MELBOURNE: Commodities are beating stocks and bonds for the first time in nine months, and the quarterly rebound is likely to continue on China’s increasing imports of raw materials.
Oil, gold, soyabeans and sugar for delivery at the end of the year on the New York Mercantile Exchange and the Boards of Trade in Chicago and New York show at least a 3.7% appreciation, beyond the 5.7% gain in the UBS Bloomberg CMCI index of 28 commodities through March.
“When we look at the supply and demand of most commodities, there’s a lot to be very bullish about,” said Larry Kantor, co-head of research in New York at Barclays Capital Inc., which told customers last week to buy tin, gold and corn. China has “a voracious demand for raw materials.”
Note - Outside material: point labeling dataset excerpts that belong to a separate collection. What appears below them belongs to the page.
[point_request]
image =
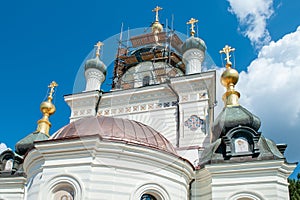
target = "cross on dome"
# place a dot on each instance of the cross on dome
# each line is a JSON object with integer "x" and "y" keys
{"x": 156, "y": 9}
{"x": 52, "y": 85}
{"x": 98, "y": 48}
{"x": 226, "y": 50}
{"x": 192, "y": 22}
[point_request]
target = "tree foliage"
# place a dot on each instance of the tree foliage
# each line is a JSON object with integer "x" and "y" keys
{"x": 294, "y": 188}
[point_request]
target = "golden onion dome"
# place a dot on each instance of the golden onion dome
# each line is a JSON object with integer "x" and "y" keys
{"x": 157, "y": 27}
{"x": 229, "y": 77}
{"x": 47, "y": 107}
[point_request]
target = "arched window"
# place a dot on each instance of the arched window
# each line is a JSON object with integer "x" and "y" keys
{"x": 64, "y": 188}
{"x": 146, "y": 80}
{"x": 64, "y": 192}
{"x": 148, "y": 197}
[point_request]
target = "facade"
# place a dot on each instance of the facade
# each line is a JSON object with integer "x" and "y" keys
{"x": 152, "y": 137}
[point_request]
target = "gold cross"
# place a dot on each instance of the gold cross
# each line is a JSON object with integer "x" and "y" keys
{"x": 156, "y": 9}
{"x": 192, "y": 22}
{"x": 52, "y": 85}
{"x": 98, "y": 47}
{"x": 226, "y": 50}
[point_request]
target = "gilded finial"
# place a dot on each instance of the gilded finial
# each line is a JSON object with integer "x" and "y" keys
{"x": 156, "y": 26}
{"x": 229, "y": 79}
{"x": 98, "y": 48}
{"x": 47, "y": 108}
{"x": 192, "y": 22}
{"x": 226, "y": 50}
{"x": 52, "y": 85}
{"x": 156, "y": 9}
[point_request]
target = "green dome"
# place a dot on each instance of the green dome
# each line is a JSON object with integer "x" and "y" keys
{"x": 95, "y": 63}
{"x": 27, "y": 143}
{"x": 193, "y": 43}
{"x": 232, "y": 117}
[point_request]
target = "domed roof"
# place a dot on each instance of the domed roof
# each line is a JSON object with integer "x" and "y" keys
{"x": 116, "y": 129}
{"x": 193, "y": 43}
{"x": 95, "y": 63}
{"x": 234, "y": 116}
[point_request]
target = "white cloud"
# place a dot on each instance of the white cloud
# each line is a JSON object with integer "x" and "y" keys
{"x": 252, "y": 16}
{"x": 271, "y": 90}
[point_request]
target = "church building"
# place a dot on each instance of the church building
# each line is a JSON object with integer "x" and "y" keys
{"x": 153, "y": 136}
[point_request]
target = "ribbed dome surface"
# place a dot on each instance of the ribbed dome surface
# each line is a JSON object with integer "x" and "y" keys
{"x": 115, "y": 129}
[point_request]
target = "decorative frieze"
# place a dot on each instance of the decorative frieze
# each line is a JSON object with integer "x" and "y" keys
{"x": 135, "y": 108}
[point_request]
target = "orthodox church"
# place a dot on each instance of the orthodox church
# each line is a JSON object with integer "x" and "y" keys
{"x": 153, "y": 136}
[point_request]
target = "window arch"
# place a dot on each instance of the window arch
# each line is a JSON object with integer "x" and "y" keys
{"x": 150, "y": 191}
{"x": 148, "y": 197}
{"x": 64, "y": 188}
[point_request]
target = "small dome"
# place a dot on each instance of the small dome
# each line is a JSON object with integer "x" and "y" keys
{"x": 193, "y": 43}
{"x": 232, "y": 117}
{"x": 156, "y": 26}
{"x": 116, "y": 129}
{"x": 95, "y": 63}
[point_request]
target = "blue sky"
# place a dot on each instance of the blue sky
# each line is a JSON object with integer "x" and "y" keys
{"x": 43, "y": 41}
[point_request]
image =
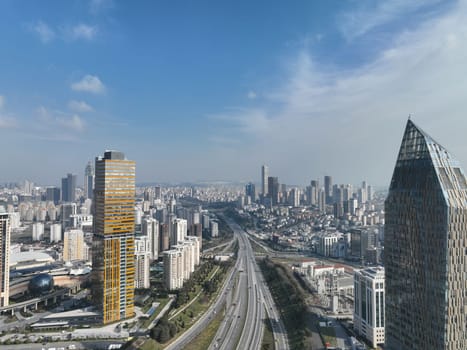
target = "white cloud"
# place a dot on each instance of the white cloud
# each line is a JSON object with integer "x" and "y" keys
{"x": 7, "y": 122}
{"x": 49, "y": 119}
{"x": 79, "y": 106}
{"x": 73, "y": 122}
{"x": 367, "y": 15}
{"x": 251, "y": 95}
{"x": 98, "y": 6}
{"x": 349, "y": 122}
{"x": 89, "y": 83}
{"x": 45, "y": 33}
{"x": 83, "y": 31}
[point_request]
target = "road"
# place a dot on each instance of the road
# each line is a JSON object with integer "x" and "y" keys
{"x": 216, "y": 307}
{"x": 91, "y": 344}
{"x": 243, "y": 325}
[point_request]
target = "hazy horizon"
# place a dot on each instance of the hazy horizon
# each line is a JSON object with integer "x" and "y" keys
{"x": 211, "y": 91}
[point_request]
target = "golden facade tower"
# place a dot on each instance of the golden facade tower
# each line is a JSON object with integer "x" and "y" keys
{"x": 114, "y": 236}
{"x": 4, "y": 258}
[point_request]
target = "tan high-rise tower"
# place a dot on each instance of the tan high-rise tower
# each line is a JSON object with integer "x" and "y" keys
{"x": 4, "y": 258}
{"x": 114, "y": 236}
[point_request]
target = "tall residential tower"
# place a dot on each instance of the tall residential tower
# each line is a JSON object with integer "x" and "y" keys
{"x": 114, "y": 236}
{"x": 425, "y": 244}
{"x": 4, "y": 259}
{"x": 88, "y": 181}
{"x": 264, "y": 180}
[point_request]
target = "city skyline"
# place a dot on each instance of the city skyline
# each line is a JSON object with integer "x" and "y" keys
{"x": 305, "y": 88}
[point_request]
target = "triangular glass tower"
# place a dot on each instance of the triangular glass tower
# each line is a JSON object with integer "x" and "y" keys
{"x": 425, "y": 248}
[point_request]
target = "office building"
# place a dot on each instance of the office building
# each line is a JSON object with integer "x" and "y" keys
{"x": 52, "y": 194}
{"x": 73, "y": 245}
{"x": 369, "y": 304}
{"x": 250, "y": 191}
{"x": 264, "y": 180}
{"x": 294, "y": 197}
{"x": 173, "y": 269}
{"x": 4, "y": 259}
{"x": 328, "y": 189}
{"x": 150, "y": 229}
{"x": 55, "y": 233}
{"x": 37, "y": 231}
{"x": 180, "y": 229}
{"x": 214, "y": 228}
{"x": 273, "y": 189}
{"x": 69, "y": 188}
{"x": 142, "y": 262}
{"x": 88, "y": 181}
{"x": 425, "y": 247}
{"x": 114, "y": 236}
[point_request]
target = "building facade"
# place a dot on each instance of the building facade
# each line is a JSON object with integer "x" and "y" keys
{"x": 73, "y": 245}
{"x": 425, "y": 242}
{"x": 4, "y": 259}
{"x": 69, "y": 188}
{"x": 369, "y": 304}
{"x": 114, "y": 236}
{"x": 88, "y": 181}
{"x": 264, "y": 180}
{"x": 142, "y": 262}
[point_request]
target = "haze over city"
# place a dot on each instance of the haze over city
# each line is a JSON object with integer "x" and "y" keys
{"x": 207, "y": 91}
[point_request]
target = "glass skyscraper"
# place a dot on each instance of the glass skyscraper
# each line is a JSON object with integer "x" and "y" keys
{"x": 425, "y": 248}
{"x": 113, "y": 280}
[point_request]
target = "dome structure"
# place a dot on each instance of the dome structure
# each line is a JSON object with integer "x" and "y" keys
{"x": 40, "y": 284}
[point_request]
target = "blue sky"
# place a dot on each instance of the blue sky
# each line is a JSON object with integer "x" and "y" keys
{"x": 210, "y": 90}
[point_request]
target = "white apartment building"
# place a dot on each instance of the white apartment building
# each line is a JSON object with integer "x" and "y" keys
{"x": 150, "y": 229}
{"x": 369, "y": 304}
{"x": 142, "y": 262}
{"x": 173, "y": 269}
{"x": 73, "y": 245}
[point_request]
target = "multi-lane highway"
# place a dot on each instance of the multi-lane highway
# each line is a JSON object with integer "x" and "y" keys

Imports of copper jumped 12% in February from a month earlier and were almost triple that a year ago, according to the customs general administration in Beijing. Crude oil purchases rose 8% in the month and palm oil by 20%, the administration reported. Copper rallied 8.4% in the quarter to $6,860 (Rs3,01,840) a tonne on the London Metal Exchange, crude oil advanced 7.9% to $65.87 a barrel in New York and palm oil gained 3.5% to ($597) a tonne on the Malaysia Derivatives Exchange.
First-quarter returns from commodities were more than triple the 1.6% gain in US Treasuries and the 0.2% increase in the Standard & Poor’s 500 Index. The Dow Jones Stoxx index in Europe added 2.5%, and German government bonds returned about 0.3% in the quarter.
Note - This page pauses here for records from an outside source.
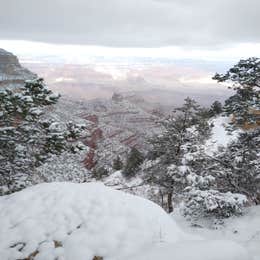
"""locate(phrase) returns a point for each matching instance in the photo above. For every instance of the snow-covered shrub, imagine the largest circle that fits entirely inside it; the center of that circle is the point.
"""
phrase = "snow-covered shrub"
(26, 139)
(212, 203)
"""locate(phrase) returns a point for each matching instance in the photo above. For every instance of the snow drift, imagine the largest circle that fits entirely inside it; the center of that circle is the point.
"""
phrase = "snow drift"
(79, 221)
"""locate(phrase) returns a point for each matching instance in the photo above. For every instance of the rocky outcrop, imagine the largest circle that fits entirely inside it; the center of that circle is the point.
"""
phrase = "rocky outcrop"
(12, 74)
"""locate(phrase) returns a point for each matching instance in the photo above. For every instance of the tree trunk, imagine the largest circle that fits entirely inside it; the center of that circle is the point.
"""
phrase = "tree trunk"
(169, 202)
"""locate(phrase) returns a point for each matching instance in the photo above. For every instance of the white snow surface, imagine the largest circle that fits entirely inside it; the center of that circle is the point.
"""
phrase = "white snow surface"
(79, 221)
(220, 136)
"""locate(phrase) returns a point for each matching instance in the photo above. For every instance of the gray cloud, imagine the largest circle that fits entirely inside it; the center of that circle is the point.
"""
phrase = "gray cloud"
(132, 23)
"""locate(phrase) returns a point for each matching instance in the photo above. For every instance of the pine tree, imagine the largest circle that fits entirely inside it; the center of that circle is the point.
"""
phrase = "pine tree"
(133, 161)
(26, 140)
(245, 79)
(215, 109)
(182, 133)
(240, 166)
(117, 164)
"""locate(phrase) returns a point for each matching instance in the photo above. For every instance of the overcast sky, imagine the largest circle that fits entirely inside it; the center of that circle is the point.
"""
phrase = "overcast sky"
(203, 24)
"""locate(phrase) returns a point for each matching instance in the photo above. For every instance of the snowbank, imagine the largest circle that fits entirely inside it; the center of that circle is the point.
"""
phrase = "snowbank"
(79, 221)
(196, 250)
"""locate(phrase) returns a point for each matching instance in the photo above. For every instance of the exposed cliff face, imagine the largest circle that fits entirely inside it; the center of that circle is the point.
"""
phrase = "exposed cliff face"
(12, 74)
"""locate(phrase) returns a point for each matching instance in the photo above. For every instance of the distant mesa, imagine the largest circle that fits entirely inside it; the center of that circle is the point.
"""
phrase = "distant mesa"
(116, 97)
(12, 74)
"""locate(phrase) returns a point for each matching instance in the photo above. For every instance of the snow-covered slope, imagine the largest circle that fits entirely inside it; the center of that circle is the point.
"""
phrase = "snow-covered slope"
(244, 230)
(79, 221)
(220, 136)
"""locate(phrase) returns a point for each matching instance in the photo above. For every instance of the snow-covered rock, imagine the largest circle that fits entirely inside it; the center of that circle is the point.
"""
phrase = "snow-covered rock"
(12, 74)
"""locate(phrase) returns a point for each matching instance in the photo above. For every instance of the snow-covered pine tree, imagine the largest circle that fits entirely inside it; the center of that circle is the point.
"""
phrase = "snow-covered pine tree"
(26, 140)
(182, 133)
(245, 79)
(215, 108)
(240, 166)
(117, 164)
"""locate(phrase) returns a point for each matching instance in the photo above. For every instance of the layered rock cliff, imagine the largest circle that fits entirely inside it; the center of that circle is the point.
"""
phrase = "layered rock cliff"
(12, 74)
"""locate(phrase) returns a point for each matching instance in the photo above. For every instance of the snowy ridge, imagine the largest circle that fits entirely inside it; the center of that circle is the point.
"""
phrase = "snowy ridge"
(79, 221)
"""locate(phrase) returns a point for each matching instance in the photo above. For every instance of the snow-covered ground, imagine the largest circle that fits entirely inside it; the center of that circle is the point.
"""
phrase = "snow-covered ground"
(244, 230)
(79, 221)
(220, 136)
Stocks will suffer from a slowing US economy, while European shares will be hurt by reduced profit growth, said Jane Drake, who helps oversee $10.4 billion at Tilney Investment Management in Liverpool. The Treasury benchmark 10-year note fell seven cents per $100 face value last week, continuing a monthlong slump as Federal Reserve chairman Ben Bernanke described inflation as his primary challenge.
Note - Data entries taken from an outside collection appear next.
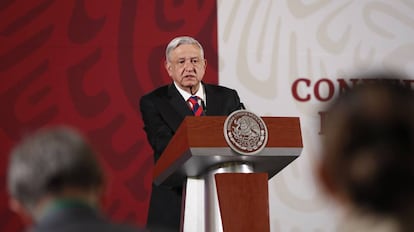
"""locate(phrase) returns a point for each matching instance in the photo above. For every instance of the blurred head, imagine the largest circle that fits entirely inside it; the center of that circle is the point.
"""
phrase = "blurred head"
(52, 163)
(185, 62)
(368, 149)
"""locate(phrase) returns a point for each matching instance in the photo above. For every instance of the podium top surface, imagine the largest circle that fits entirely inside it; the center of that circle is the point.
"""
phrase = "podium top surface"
(199, 145)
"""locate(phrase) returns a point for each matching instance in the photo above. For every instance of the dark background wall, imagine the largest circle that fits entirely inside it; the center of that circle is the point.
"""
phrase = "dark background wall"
(86, 64)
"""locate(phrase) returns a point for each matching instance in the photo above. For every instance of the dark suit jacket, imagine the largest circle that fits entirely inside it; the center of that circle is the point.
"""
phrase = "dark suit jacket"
(163, 110)
(79, 219)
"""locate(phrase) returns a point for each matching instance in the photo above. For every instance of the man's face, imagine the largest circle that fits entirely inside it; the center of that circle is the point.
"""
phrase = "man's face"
(186, 66)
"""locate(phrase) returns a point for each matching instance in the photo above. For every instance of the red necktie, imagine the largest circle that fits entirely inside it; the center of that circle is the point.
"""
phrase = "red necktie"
(195, 107)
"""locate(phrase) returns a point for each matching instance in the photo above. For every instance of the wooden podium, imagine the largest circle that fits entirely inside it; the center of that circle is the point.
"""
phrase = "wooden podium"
(235, 191)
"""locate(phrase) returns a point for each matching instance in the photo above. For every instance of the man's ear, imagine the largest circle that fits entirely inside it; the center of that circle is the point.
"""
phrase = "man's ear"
(168, 67)
(19, 209)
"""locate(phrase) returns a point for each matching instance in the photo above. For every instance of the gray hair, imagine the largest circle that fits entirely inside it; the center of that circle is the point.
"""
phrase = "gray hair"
(47, 162)
(177, 41)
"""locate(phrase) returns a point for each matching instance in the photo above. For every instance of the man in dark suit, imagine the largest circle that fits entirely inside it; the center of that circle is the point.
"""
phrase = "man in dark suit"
(55, 183)
(165, 108)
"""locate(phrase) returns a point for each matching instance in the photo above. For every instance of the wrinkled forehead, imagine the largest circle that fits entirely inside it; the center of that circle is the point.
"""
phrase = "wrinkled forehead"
(186, 51)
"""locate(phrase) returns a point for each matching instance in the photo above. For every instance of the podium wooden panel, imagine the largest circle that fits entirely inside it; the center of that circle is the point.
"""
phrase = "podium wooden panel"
(199, 144)
(243, 200)
(198, 149)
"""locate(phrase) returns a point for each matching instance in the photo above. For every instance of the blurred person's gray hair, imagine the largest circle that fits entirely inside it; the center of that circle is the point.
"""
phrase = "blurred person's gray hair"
(49, 160)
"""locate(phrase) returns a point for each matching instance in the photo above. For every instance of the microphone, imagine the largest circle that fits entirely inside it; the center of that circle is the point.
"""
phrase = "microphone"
(204, 107)
(241, 106)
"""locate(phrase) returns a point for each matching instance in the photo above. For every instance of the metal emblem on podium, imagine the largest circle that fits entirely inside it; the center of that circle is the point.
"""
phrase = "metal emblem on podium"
(245, 132)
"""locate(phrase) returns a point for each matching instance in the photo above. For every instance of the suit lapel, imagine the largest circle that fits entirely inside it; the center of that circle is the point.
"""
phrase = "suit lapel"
(176, 109)
(213, 100)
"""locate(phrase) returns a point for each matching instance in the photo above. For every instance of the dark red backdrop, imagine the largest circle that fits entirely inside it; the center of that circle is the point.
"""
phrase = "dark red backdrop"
(86, 64)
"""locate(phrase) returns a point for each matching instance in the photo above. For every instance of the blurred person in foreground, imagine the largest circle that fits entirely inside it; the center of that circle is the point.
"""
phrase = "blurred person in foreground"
(55, 183)
(163, 110)
(367, 163)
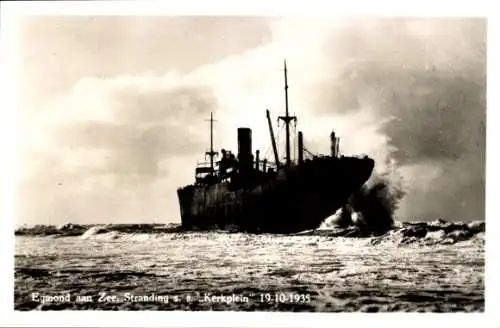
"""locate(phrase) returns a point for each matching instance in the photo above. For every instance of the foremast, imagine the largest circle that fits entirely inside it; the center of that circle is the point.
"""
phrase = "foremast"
(287, 119)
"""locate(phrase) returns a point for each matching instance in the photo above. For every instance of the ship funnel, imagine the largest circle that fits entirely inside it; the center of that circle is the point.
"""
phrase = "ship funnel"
(301, 148)
(245, 148)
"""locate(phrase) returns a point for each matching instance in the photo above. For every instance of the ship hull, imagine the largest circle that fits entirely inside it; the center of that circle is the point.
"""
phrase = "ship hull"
(296, 199)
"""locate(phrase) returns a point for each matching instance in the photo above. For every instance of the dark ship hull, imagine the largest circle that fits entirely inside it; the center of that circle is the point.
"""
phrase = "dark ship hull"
(291, 200)
(285, 198)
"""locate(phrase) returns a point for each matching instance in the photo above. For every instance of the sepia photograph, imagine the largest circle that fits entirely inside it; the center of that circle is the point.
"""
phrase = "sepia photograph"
(251, 163)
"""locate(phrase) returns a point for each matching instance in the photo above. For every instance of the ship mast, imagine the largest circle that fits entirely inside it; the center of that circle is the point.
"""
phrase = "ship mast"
(287, 119)
(211, 153)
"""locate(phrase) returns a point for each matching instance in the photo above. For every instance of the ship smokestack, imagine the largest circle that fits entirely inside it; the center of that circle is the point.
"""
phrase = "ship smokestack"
(301, 148)
(245, 148)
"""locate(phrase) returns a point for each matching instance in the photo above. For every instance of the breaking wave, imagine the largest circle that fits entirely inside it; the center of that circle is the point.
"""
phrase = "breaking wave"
(401, 233)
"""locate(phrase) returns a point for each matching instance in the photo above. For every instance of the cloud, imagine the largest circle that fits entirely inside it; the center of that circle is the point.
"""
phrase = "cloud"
(406, 91)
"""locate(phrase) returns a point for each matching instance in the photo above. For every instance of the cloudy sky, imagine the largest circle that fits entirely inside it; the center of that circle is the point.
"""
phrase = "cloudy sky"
(114, 108)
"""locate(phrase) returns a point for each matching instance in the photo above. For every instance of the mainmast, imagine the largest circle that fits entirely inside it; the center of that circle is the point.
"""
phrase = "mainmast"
(211, 153)
(287, 119)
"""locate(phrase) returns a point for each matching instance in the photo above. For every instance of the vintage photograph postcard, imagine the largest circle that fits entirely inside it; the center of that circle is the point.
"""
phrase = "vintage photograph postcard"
(245, 163)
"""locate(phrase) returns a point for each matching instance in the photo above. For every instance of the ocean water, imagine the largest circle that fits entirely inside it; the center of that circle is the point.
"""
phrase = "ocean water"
(436, 267)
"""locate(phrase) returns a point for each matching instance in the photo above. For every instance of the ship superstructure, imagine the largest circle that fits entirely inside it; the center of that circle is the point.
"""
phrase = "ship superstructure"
(252, 194)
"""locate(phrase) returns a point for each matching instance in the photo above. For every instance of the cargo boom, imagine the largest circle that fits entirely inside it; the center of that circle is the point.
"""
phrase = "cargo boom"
(255, 195)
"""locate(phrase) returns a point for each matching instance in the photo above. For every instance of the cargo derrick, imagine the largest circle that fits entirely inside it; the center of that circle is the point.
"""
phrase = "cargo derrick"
(256, 195)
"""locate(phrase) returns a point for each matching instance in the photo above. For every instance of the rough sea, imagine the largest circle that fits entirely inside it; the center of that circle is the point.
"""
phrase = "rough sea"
(424, 267)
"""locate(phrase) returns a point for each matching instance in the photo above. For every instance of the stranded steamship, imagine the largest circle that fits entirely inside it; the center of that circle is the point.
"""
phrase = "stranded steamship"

“Over the next three months, commodities could outdo shares,” said Shane Oliver, who helps manage $83 billion at AMP Capital Investors Ltd. in Sydney. Rising prices for food, metals and fuel may accelerate inflation, driving up manufacturers’ costs and dashing speculation that central bankers from Washington to Tokyo will lower rates.
Inflation as measured by the US consumer price index rose at an annual rate of 2.4% in February, greater than economists forecast. The annual rate was 3.1% in 2006. Consumer prices rose 1.8% in the year through February in the 13 nations that share the euro, compared with a 2.4% increase a year earlier.
Fund managers say inflation and a weakening real-estate market are the biggest risks to stocks during the next year, according to a quarterly survey by the Russell Investment Group in Washington.
“The bottom line is that commodities will outperform other markets for the rest of the year due to serious problems in the equities markets,” Christoph Eibl, who helps manage $1.1 billion at Tiberius Asset Management, said in an interview on Sunday from Stuttgart.